I wasn't saying that the system couldn't be improved or that we should just accept it, I was more warning against the kind of kneejerk changes people want to make when they hear stories like this.Hopeless Bastard said:"don't bother trying to change anything you'll just make it worse."
Yea yea, hip cynicism, big whoop.
The main problem with law is its increased exponentially in complexity since it was first solidified as a concept, but the tools of the trade remain in the stone age. Most large law firms being little more than two or three actual practicing lawyers (the guys on the letterhead) and a couple hundred guys working on an assembly line, cutting briefs into stone tablets. If, say, law was digitized, and briefs were filed and resolved instantly, rather than over the course of several months, pretty much every legal loophole would vanish. That being what the cases you're talking about are, loopholes.
Arguing that loopholes shouldn't be closed because of the possibility other loopholes may open is simply a surrender.
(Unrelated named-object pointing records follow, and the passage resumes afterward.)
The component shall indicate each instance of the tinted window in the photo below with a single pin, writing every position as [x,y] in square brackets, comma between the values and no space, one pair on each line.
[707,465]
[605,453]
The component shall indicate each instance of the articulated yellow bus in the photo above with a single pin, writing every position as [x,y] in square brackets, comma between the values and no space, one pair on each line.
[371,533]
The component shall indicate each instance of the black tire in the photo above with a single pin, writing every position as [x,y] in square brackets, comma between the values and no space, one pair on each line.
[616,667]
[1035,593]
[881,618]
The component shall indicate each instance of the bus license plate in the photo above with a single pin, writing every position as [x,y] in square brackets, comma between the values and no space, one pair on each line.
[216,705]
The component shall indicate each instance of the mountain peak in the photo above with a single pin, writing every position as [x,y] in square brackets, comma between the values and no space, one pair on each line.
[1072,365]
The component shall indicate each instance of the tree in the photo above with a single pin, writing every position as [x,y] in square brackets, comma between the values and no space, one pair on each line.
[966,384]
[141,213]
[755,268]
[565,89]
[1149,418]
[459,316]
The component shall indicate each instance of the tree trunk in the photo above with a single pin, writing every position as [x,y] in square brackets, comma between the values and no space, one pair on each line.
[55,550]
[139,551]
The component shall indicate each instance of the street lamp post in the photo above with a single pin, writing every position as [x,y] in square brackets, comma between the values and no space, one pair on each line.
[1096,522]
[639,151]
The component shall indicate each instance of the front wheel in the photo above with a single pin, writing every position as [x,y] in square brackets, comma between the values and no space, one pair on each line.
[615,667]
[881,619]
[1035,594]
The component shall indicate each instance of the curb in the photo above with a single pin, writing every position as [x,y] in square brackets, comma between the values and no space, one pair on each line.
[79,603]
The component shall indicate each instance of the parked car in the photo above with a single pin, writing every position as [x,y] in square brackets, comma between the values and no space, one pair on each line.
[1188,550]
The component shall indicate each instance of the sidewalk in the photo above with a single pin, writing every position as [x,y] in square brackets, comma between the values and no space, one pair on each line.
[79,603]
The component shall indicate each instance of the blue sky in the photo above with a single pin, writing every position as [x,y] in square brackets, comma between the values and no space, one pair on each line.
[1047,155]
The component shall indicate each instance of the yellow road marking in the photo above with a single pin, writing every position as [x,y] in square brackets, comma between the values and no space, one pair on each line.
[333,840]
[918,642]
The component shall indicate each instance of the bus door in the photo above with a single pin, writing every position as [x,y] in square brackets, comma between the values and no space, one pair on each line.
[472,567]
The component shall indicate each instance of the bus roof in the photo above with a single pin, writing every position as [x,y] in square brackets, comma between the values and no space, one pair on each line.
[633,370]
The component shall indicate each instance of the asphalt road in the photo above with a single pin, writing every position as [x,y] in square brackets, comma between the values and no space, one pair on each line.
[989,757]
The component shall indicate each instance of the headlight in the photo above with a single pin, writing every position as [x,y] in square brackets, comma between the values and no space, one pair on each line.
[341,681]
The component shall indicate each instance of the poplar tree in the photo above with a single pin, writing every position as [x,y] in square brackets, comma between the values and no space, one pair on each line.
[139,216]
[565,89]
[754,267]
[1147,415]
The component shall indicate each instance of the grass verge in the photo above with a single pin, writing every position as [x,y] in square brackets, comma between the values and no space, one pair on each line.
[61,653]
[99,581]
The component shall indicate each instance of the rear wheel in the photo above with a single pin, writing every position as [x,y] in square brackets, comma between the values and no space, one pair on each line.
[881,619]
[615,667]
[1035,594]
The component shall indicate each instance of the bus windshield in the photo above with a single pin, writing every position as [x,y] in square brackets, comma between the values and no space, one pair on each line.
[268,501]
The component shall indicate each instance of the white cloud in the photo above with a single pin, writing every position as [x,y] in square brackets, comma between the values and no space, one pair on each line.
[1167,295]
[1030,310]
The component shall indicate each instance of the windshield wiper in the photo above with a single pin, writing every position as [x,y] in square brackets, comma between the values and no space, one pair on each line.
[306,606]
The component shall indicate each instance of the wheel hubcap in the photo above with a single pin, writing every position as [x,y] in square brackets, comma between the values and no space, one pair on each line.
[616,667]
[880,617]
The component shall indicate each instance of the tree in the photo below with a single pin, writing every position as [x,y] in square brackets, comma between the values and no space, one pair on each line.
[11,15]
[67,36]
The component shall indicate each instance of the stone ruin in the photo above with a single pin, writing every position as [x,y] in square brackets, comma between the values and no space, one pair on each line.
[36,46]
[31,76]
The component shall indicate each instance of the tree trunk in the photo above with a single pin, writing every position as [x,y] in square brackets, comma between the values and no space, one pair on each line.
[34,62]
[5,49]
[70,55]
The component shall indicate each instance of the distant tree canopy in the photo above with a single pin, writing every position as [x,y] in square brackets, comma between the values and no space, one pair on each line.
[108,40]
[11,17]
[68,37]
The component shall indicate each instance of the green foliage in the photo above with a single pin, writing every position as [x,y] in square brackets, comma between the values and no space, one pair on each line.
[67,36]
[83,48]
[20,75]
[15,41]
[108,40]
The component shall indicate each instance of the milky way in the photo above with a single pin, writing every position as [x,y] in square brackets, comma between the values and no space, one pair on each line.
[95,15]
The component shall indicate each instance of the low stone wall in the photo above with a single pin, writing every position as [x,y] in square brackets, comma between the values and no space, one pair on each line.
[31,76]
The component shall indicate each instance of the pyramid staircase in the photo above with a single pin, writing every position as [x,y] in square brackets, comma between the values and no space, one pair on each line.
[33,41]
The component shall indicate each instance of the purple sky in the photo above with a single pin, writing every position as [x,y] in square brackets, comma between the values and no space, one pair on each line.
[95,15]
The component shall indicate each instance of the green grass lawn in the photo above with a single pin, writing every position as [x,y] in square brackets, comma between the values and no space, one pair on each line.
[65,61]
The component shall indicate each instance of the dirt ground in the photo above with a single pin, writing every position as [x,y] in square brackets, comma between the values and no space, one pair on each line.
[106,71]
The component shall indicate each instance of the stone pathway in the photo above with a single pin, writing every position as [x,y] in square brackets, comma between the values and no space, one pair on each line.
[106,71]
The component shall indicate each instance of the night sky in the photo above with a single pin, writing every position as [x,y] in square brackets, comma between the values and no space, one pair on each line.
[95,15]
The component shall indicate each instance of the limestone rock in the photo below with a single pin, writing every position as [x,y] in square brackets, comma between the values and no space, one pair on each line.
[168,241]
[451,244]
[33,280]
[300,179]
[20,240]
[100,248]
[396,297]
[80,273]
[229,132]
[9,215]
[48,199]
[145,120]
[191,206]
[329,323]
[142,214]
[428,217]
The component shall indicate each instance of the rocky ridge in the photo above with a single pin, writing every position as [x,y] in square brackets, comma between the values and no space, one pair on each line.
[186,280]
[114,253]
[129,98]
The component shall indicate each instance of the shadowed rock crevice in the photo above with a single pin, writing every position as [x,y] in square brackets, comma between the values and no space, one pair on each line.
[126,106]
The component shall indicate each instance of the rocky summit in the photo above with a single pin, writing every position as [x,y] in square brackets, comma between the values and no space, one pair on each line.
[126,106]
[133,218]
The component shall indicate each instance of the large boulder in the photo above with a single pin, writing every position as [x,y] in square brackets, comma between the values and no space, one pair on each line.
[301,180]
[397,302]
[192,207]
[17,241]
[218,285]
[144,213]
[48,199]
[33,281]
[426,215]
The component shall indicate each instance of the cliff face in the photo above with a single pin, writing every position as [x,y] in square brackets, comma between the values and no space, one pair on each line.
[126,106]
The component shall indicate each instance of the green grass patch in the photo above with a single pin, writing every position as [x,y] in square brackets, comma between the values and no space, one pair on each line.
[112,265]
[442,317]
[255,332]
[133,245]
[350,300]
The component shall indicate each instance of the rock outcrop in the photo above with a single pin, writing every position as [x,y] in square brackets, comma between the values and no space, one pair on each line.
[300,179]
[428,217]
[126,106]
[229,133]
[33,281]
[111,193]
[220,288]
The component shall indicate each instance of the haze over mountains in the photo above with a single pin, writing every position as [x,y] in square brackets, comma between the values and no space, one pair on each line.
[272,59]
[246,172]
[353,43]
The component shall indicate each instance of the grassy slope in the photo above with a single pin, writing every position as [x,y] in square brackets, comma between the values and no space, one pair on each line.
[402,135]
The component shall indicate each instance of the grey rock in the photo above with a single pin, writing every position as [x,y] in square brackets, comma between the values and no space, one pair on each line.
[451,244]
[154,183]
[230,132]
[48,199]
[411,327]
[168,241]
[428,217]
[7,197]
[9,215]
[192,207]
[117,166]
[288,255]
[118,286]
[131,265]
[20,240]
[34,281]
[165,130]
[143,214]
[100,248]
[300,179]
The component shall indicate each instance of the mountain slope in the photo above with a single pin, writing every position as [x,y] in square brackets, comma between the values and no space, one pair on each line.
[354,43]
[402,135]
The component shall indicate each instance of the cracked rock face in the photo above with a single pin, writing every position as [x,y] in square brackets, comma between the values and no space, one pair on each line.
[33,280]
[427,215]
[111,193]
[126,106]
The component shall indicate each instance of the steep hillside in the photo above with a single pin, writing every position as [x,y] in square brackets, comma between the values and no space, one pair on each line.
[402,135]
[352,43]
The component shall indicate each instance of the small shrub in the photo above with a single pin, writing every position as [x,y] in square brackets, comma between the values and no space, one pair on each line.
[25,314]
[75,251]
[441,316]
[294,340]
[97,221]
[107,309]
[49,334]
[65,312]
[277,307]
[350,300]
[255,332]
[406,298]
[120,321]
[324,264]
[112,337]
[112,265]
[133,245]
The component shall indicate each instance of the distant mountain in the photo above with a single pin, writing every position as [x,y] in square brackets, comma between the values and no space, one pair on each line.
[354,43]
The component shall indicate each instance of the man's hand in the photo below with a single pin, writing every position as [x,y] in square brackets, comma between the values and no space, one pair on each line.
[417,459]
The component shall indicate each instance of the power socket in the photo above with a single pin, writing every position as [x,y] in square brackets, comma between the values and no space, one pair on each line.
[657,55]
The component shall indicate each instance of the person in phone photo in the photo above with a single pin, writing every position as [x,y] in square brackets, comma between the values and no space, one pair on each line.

And about activision... all corporations act in the exact same way once they reach sufficient size. So acting like activision is evil implies other massive middlemen corporations aren't. While in reality, it just means acitivision has a lazy PR department.
"Oh they should just make it so that big companies have to pay some crazy tax if they want to sue a little company."
Stuff like that. I guess I shouldn't have said you "couldn't" fix it, just that it's harder than it seems at first glance.